Replace None value in list?

Using a lengthy and inefficient however beginner friendly for loop it would look like:

d = [1,'q','3', None, 'temp']
e = []

for i in d:
    if i is None: #if i == None is also valid but slower and not recommended by PEP8
        e.append("None")
    else:
        e.append(i)

d = e
print d
#[1, 'q', '3', 'None', 'temp']

Only for beginners, @Martins answer is more suitable in means of power and efficiency

List comprehension is the right way to go, but in case, for reasons best known to you, you would rather replace it in-place rather than creating a new list (arguing the fact that python list is mutable), an alternate approach is as follows

d = [1,'q','3', None, 'temp', None]
try:
    while True:
        d[d.index(None)] = 'None'
except ValueError:
    pass

>>> d
[1, 'q', '3', 'None', 'temp', 'None']

You can simply use map and convert all items to strings using the str function:

map(str, d)
#['1', 'q', '3', 'None', 'temp']

If you only want to convert the None values, you can do:

[str(di) if di is None else di for di in d]
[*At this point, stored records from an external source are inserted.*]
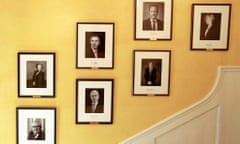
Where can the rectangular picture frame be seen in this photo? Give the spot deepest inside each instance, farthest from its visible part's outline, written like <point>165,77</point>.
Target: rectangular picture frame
<point>153,19</point>
<point>94,101</point>
<point>95,45</point>
<point>36,125</point>
<point>210,26</point>
<point>36,74</point>
<point>151,72</point>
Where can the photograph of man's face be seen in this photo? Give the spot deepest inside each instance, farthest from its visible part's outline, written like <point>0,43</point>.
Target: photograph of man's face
<point>153,16</point>
<point>95,45</point>
<point>36,129</point>
<point>151,72</point>
<point>36,74</point>
<point>94,100</point>
<point>210,26</point>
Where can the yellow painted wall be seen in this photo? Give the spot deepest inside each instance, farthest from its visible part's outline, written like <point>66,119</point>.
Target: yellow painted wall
<point>50,25</point>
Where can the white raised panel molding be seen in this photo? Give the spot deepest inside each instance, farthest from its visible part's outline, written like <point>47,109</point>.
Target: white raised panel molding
<point>213,120</point>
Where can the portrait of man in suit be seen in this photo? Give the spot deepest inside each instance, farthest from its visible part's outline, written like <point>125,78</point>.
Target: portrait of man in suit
<point>95,45</point>
<point>36,75</point>
<point>94,100</point>
<point>36,130</point>
<point>151,72</point>
<point>153,16</point>
<point>210,26</point>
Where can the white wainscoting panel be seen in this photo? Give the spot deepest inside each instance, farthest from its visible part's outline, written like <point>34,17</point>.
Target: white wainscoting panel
<point>213,120</point>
Starting Python 3.6 you can do it in shorter form:

d = [f'{e}' for e in d]

hope this helps to someone since, I was having this issue just a while ago.

I did not notice any answer using lambda..

Someone who wants to use lambda….(Look into comments for explanation.)

#INPUT DATA
d =[1,'q','3', None, 'temp']

#LAMBDA TO BE APPLIED
convertItem = lambda i : i or 'None' 

#APPLY LAMBDA
res = [convertItem(i) for i in d]

#PRINT OUT TO TEST
print(res)

My solution was to match for None and replace it.

def fixlist(l: list):
    for i, v in enumerate(l):
        if v is None:
            l[i] = 0